According to an embodiment, the communication circuitry may be configured to: the at least one first antenna element and the at least one second antenna element are set based on at least one of a mobile or communication quality of the electronic device.

According to an embodiment, the communication circuitry may be configured to: setting the at least one first antenna element and the at least one second antenna element based on a specified period.

According to an embodiment, the communication circuitry may be configured to: setting the at least one first antenna element and the at least one second antenna element by connecting the at least one first antenna element and the at least one second antenna element to a transmission path; obtaining, by the at least one second antenna element, a strength of a signal induced by the reference signal using a transmission signal strength indicator included in the transmission path; and determining that at least a portion of the at least one first antenna element is blocked when the strength of the sensing signal is not less than the certain range.

According to an embodiment, the communication circuitry may be configured to: providing the at least one first antenna element and the at least one second antenna element by connecting the at least one first antenna element to a transmit path and the at least one second antenna element to a receive path; receiving, by the at least one second antenna element, a signal induced by a reference signal; and detecting the at least one blocked antenna element based on in-phase and quadrature-phase information of the reference signal and the induced signal.

According to an embodiment, the electronic device may further include a display (e.g., display device 160 of fig. 1) and a processor (e.g., processor 120) that controls the display and the communication circuitry, and the processor may be configured to: displaying information for guiding a grip of the electronic device on the display when the number of the at least one blocked antenna element is not less than a specified value.

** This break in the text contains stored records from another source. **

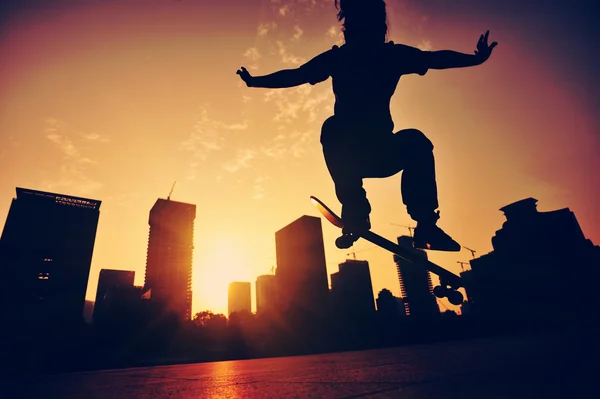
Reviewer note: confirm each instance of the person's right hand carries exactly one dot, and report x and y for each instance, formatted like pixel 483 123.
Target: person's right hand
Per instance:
pixel 245 76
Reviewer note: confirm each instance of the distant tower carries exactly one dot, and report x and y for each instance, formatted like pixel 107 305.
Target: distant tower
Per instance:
pixel 352 290
pixel 389 306
pixel 415 284
pixel 169 259
pixel 266 293
pixel 239 298
pixel 109 279
pixel 301 270
pixel 45 257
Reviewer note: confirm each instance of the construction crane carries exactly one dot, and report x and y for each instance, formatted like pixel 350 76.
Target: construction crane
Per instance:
pixel 171 192
pixel 410 228
pixel 462 264
pixel 353 253
pixel 471 250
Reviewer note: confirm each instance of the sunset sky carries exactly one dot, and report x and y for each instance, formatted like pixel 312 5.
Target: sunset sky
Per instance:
pixel 116 99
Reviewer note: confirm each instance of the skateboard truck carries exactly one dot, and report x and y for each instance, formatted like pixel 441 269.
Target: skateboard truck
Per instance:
pixel 346 240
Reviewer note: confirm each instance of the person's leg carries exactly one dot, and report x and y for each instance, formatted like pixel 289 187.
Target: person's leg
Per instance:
pixel 343 164
pixel 419 189
pixel 418 186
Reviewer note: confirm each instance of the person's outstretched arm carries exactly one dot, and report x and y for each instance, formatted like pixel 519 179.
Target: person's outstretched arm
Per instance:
pixel 445 59
pixel 314 71
pixel 276 80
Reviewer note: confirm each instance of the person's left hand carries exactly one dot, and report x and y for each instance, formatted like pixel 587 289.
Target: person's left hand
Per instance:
pixel 245 76
pixel 483 49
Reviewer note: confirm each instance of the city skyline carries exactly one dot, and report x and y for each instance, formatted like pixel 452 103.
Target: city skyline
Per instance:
pixel 118 109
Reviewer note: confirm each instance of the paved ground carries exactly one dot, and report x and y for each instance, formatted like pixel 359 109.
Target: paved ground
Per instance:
pixel 538 366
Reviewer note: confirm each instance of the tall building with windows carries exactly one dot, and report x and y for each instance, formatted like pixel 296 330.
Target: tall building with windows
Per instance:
pixel 301 274
pixel 239 298
pixel 352 290
pixel 107 280
pixel 45 256
pixel 266 293
pixel 415 284
pixel 168 279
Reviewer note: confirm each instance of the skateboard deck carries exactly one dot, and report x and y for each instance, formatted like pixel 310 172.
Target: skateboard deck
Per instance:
pixel 447 278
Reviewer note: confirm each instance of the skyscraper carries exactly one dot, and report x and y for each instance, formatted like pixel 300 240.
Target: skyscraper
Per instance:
pixel 169 259
pixel 106 280
pixel 239 298
pixel 533 253
pixel 301 270
pixel 352 290
pixel 415 284
pixel 266 293
pixel 45 256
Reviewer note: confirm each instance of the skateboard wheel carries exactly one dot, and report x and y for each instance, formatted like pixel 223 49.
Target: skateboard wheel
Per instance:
pixel 439 291
pixel 343 242
pixel 455 297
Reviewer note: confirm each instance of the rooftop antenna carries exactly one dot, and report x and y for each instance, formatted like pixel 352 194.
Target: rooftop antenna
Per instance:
pixel 410 228
pixel 462 264
pixel 471 250
pixel 171 192
pixel 353 254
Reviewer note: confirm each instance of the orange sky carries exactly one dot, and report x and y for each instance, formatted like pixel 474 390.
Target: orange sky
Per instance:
pixel 115 100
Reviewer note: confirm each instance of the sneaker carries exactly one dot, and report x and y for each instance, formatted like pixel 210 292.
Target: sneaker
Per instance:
pixel 430 236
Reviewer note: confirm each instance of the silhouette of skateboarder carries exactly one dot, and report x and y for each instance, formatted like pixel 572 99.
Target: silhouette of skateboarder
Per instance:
pixel 358 140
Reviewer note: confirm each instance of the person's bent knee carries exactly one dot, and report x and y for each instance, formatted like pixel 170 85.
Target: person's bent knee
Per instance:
pixel 416 140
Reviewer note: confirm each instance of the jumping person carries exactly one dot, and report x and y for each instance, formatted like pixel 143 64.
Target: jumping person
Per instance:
pixel 358 140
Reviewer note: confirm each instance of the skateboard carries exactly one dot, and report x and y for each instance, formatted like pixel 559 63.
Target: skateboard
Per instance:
pixel 449 282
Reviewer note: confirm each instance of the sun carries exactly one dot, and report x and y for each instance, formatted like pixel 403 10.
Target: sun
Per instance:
pixel 217 263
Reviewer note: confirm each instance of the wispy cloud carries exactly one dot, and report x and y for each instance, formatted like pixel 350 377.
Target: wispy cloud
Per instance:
pixel 73 165
pixel 264 28
pixel 241 160
pixel 206 136
pixel 425 45
pixel 298 32
pixel 284 10
pixel 286 57
pixel 258 190
pixel 95 137
pixel 252 54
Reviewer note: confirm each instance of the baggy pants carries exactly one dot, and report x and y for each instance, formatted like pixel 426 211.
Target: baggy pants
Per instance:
pixel 350 157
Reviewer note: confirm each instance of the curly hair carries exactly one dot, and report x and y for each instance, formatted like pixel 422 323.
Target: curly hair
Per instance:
pixel 364 20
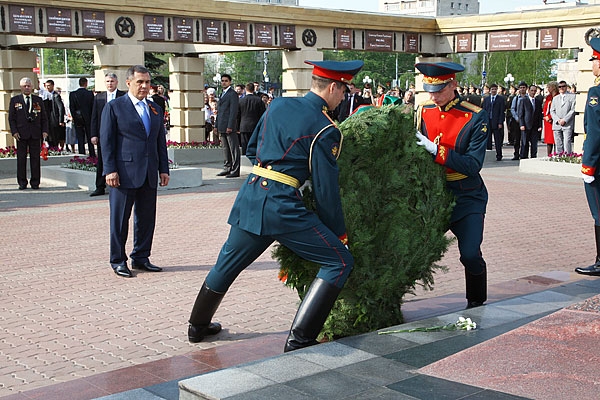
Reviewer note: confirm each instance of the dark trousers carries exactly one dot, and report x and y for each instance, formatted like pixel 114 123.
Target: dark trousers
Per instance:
pixel 143 202
pixel 529 137
pixel 498 134
pixel 469 232
pixel 592 194
pixel 244 139
pixel 231 152
pixel 515 134
pixel 33 146
pixel 100 180
pixel 83 138
pixel 317 244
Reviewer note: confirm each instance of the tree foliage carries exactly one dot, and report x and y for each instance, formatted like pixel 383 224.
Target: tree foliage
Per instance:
pixel 531 66
pixel 397 210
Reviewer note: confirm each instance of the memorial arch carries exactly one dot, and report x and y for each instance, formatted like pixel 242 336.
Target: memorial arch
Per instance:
pixel 120 33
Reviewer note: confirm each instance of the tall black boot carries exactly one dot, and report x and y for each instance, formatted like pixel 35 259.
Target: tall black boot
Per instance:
pixel 594 269
pixel 476 286
pixel 311 315
pixel 205 307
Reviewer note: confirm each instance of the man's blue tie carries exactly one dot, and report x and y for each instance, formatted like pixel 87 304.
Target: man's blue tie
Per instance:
pixel 145 118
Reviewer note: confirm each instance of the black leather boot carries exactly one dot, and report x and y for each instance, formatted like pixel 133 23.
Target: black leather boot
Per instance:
pixel 205 307
pixel 594 269
pixel 311 315
pixel 476 289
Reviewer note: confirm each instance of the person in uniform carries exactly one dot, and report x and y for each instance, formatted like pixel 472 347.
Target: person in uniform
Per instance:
pixel 591 155
pixel 295 140
pixel 455 133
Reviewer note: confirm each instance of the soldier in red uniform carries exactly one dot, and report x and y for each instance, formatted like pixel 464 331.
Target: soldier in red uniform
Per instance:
pixel 455 133
pixel 590 168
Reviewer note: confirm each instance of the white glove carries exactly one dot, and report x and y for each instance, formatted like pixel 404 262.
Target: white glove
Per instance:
pixel 428 144
pixel 588 178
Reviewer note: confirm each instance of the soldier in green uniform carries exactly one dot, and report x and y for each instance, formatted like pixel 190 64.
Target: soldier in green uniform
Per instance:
pixel 455 133
pixel 591 155
pixel 295 140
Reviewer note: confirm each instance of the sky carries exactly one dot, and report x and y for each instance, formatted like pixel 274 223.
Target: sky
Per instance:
pixel 485 6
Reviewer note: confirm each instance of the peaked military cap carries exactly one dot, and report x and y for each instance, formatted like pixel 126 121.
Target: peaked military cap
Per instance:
pixel 437 75
pixel 342 71
pixel 595 44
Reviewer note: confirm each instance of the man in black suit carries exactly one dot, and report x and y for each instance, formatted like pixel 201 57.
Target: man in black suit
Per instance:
pixel 251 109
pixel 530 122
pixel 351 101
pixel 55 110
pixel 227 117
pixel 495 105
pixel 134 153
pixel 28 125
pixel 111 81
pixel 81 102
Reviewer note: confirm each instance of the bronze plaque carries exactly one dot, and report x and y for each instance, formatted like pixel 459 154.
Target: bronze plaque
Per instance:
pixel 464 42
pixel 211 31
pixel 154 27
pixel 94 24
pixel 238 33
pixel 21 19
pixel 503 41
pixel 378 40
pixel 183 30
pixel 264 34
pixel 343 38
pixel 287 35
pixel 549 38
pixel 411 43
pixel 59 21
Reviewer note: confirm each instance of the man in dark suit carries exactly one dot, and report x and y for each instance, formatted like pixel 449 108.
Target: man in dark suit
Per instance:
pixel 227 117
pixel 351 101
pixel 28 125
pixel 251 109
pixel 111 81
pixel 81 102
pixel 55 110
pixel 530 122
pixel 134 151
pixel 495 105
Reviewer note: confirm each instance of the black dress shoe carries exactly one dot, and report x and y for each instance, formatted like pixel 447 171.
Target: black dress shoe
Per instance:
pixel 147 266
pixel 97 192
pixel 473 304
pixel 123 271
pixel 197 333
pixel 592 270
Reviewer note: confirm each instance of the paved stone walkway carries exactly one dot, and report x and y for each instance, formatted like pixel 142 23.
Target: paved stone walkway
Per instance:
pixel 64 315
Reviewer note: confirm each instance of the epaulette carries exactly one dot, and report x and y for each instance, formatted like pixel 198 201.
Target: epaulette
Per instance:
pixel 470 106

According to an embodiment, the communication circuitry may be configured to: transmitting and receiving a signal having a frequency in a range of 3GHz to 300 GHz.

While the present disclosure has been shown and described with reference to various exemplary embodiments thereof, it will be understood by those skilled in the art that various changes in form and details may be made therein without departing from the spirit and scope of the present disclosure as defined by the appended claims and their equivalents.